B.P. Introduces Low-Salt Water to Enhance Oil Extraction, as part of Shetlands oil-boom.

As part of an anticipated massive oil boom in the Sheltlands, along with a revamping of the Sullam Voe terminal (confirmed just last week), B.P. intends to use a desalination plant to reduce the salt content of seawater so that it can more effectively flush oil from the surfaces of the rock reservoirs that contain it. If the process can increase the amount of oil recovered by another 4%, from a current average of 35%, this will mean a substantial increase in output across the industry. Applied to the Clair Ridge field, which is in the North Sea off the western Sheltand islands, it is thought that, over the lifetime of the well, 640 million barrels of crude oil might be recovered using untreated sea water, but that 42 million barrels, over and above this, could be made available using the low-salt water. The cost of the desalination plant is $120 million, which will add $3 to the cost of a barrel of oil.

Crude oil contains a wide range of molecules, many of which are charged or polar. In the B.P. research laboratories at Sunbury on Thames, in the south of England, it has been discovered that the oil molecules form chemical bridges with doubly charged cations, such as Ca2+ and Mg2+ that are present on the surfaces of clay particles in sandstone. At the normal salt concentrations in seawater (3,500 ppm), the oil molecules are compressed close to the mineral surface, so preventing access by free cations that are necessary to displace the Ca2+ and Mg2+ cations and thus free the oil from the surface. As the salt concentration is reduced, the thickness of the thin film of water between the oil molecules and the surface increases, through an effect known as “expansion of the electrical double layer”, and permits access of free cations from the seawater. This releases the oil molecules from the rock surface.
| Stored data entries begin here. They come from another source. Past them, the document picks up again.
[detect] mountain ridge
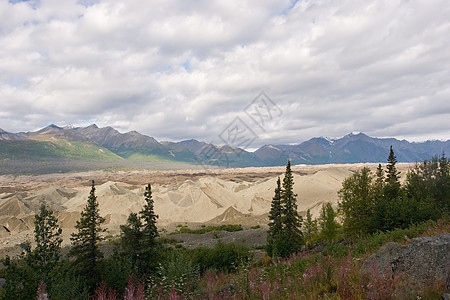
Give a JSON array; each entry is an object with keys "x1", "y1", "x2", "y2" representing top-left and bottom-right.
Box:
[{"x1": 1, "y1": 124, "x2": 449, "y2": 174}]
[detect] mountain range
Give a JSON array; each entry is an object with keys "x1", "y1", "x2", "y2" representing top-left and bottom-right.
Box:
[{"x1": 1, "y1": 124, "x2": 449, "y2": 174}]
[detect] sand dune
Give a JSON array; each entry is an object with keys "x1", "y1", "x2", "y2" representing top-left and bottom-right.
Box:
[{"x1": 0, "y1": 163, "x2": 413, "y2": 250}]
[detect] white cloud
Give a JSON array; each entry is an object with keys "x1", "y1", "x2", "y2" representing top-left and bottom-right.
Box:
[{"x1": 0, "y1": 0, "x2": 449, "y2": 145}]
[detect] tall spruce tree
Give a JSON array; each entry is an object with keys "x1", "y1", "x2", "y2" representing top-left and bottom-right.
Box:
[
  {"x1": 139, "y1": 184, "x2": 160, "y2": 274},
  {"x1": 437, "y1": 153, "x2": 450, "y2": 212},
  {"x1": 267, "y1": 177, "x2": 283, "y2": 257},
  {"x1": 279, "y1": 161, "x2": 303, "y2": 257},
  {"x1": 29, "y1": 203, "x2": 62, "y2": 283},
  {"x1": 69, "y1": 180, "x2": 105, "y2": 292},
  {"x1": 385, "y1": 146, "x2": 401, "y2": 199},
  {"x1": 379, "y1": 146, "x2": 404, "y2": 230},
  {"x1": 3, "y1": 204, "x2": 62, "y2": 299},
  {"x1": 375, "y1": 163, "x2": 385, "y2": 189},
  {"x1": 120, "y1": 212, "x2": 143, "y2": 274}
]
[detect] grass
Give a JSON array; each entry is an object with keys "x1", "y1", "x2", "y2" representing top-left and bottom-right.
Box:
[
  {"x1": 124, "y1": 153, "x2": 176, "y2": 162},
  {"x1": 169, "y1": 224, "x2": 244, "y2": 235},
  {"x1": 0, "y1": 138, "x2": 197, "y2": 175}
]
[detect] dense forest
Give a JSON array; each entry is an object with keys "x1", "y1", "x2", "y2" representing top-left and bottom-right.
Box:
[{"x1": 0, "y1": 147, "x2": 449, "y2": 299}]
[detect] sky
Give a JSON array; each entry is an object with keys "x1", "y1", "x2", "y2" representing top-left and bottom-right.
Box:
[{"x1": 1, "y1": 0, "x2": 449, "y2": 148}]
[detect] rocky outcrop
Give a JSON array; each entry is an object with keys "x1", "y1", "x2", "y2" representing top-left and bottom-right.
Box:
[{"x1": 359, "y1": 234, "x2": 450, "y2": 299}]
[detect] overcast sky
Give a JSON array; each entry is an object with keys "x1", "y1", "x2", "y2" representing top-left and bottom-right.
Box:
[{"x1": 1, "y1": 0, "x2": 449, "y2": 147}]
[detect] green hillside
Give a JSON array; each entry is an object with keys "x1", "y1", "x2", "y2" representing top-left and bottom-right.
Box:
[
  {"x1": 125, "y1": 153, "x2": 176, "y2": 162},
  {"x1": 0, "y1": 139, "x2": 123, "y2": 161}
]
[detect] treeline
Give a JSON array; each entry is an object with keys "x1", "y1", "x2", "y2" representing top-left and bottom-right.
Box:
[
  {"x1": 339, "y1": 147, "x2": 449, "y2": 236},
  {"x1": 267, "y1": 147, "x2": 450, "y2": 256}
]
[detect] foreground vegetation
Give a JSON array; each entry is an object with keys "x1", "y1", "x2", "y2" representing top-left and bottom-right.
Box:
[
  {"x1": 179, "y1": 218, "x2": 449, "y2": 299},
  {"x1": 0, "y1": 148, "x2": 448, "y2": 299}
]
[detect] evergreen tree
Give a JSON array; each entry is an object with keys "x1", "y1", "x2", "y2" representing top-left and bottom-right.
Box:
[
  {"x1": 2, "y1": 254, "x2": 37, "y2": 300},
  {"x1": 378, "y1": 146, "x2": 405, "y2": 230},
  {"x1": 385, "y1": 146, "x2": 401, "y2": 199},
  {"x1": 404, "y1": 154, "x2": 448, "y2": 223},
  {"x1": 279, "y1": 161, "x2": 303, "y2": 257},
  {"x1": 437, "y1": 153, "x2": 450, "y2": 212},
  {"x1": 3, "y1": 205, "x2": 62, "y2": 299},
  {"x1": 267, "y1": 177, "x2": 283, "y2": 257},
  {"x1": 318, "y1": 203, "x2": 339, "y2": 242},
  {"x1": 139, "y1": 184, "x2": 160, "y2": 275},
  {"x1": 404, "y1": 164, "x2": 437, "y2": 223},
  {"x1": 303, "y1": 209, "x2": 319, "y2": 248},
  {"x1": 375, "y1": 164, "x2": 385, "y2": 191},
  {"x1": 29, "y1": 203, "x2": 62, "y2": 283},
  {"x1": 69, "y1": 180, "x2": 105, "y2": 292},
  {"x1": 119, "y1": 212, "x2": 143, "y2": 274}
]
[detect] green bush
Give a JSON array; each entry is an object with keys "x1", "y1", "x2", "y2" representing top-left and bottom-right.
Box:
[
  {"x1": 150, "y1": 249, "x2": 200, "y2": 297},
  {"x1": 47, "y1": 260, "x2": 90, "y2": 300},
  {"x1": 191, "y1": 241, "x2": 251, "y2": 273},
  {"x1": 170, "y1": 224, "x2": 243, "y2": 235}
]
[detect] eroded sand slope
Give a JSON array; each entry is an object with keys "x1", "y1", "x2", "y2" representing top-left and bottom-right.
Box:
[{"x1": 0, "y1": 163, "x2": 413, "y2": 252}]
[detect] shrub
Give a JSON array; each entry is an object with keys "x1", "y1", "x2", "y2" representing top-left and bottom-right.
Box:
[
  {"x1": 169, "y1": 224, "x2": 243, "y2": 235},
  {"x1": 149, "y1": 249, "x2": 200, "y2": 298},
  {"x1": 191, "y1": 242, "x2": 251, "y2": 273}
]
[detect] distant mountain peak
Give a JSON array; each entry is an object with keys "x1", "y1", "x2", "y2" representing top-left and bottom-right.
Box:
[
  {"x1": 346, "y1": 131, "x2": 368, "y2": 137},
  {"x1": 259, "y1": 144, "x2": 282, "y2": 151},
  {"x1": 39, "y1": 124, "x2": 62, "y2": 133},
  {"x1": 267, "y1": 144, "x2": 281, "y2": 151},
  {"x1": 46, "y1": 124, "x2": 61, "y2": 129},
  {"x1": 322, "y1": 136, "x2": 335, "y2": 144}
]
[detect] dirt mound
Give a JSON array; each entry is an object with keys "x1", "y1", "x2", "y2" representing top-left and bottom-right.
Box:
[
  {"x1": 0, "y1": 214, "x2": 35, "y2": 236},
  {"x1": 21, "y1": 186, "x2": 78, "y2": 211},
  {"x1": 207, "y1": 206, "x2": 269, "y2": 226},
  {"x1": 57, "y1": 211, "x2": 82, "y2": 229},
  {"x1": 0, "y1": 196, "x2": 33, "y2": 217}
]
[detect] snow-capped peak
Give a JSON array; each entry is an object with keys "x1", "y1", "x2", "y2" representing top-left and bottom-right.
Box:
[{"x1": 323, "y1": 136, "x2": 335, "y2": 144}]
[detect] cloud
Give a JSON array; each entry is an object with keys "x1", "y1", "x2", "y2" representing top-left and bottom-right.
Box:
[{"x1": 0, "y1": 0, "x2": 449, "y2": 146}]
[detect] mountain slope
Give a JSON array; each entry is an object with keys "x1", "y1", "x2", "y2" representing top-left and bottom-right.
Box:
[
  {"x1": 30, "y1": 124, "x2": 197, "y2": 162},
  {"x1": 0, "y1": 138, "x2": 122, "y2": 161},
  {"x1": 164, "y1": 139, "x2": 264, "y2": 167},
  {"x1": 255, "y1": 132, "x2": 450, "y2": 165},
  {"x1": 1, "y1": 125, "x2": 449, "y2": 174}
]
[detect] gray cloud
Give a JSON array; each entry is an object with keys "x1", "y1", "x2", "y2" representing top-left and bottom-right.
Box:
[{"x1": 0, "y1": 0, "x2": 449, "y2": 147}]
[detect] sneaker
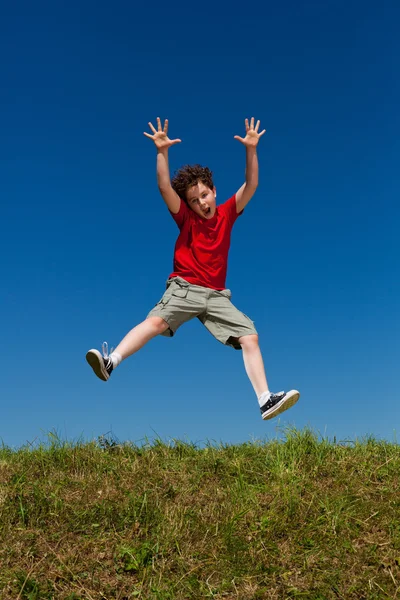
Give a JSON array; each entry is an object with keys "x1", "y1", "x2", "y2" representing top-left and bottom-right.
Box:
[
  {"x1": 260, "y1": 390, "x2": 300, "y2": 420},
  {"x1": 86, "y1": 342, "x2": 113, "y2": 381}
]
For the method to work, two criteria must pertain: (1) the total salinity of the water must be low enough to relax the electrical double layer compression, and (2) the dipositive cation concentration needs to be lower than that of the reservoir water. Together, these factors allow most of the oil to be released that is bound to the reservoir surface by this mechanism. B.P. uses water flooding to recover 60% of its oil, and it is predicted that the low-salt (LoSal®) method might increase production over the company’s holdings by 700 million barrels.

This latest development is part of a predicted new oil boom in the Shetland Sullom Voe oil terminal, for which £300 million ($480 million) worth of investment is expected.The manager of the terminal  confirmed only last week that the following projects were going ahead:
● a complete refurbishment of the plant and pipework.
● introduction of a major gas-cleaning plant.
● construction of a temporary two-storey office building at Sella Ness.
● final work on the Project Aurora gas plant.
● overhaul, by its owners, Fortum, of the power station.
● overhaul of 16 giant oil storage tanks.

While only 9.2 million tonnes of oil were produced by the terminal last year, over its lifetime it has handled one-third of the British offshore oil production. The Clair Ridge development (where the desalinised water is to be employed) is expected to be a major producer, with two new platforms. Oil will be brought through the existing pipe to Sullom Voe from the end of 2016, which could continue for another 25 years, still being in operation in the 2040s.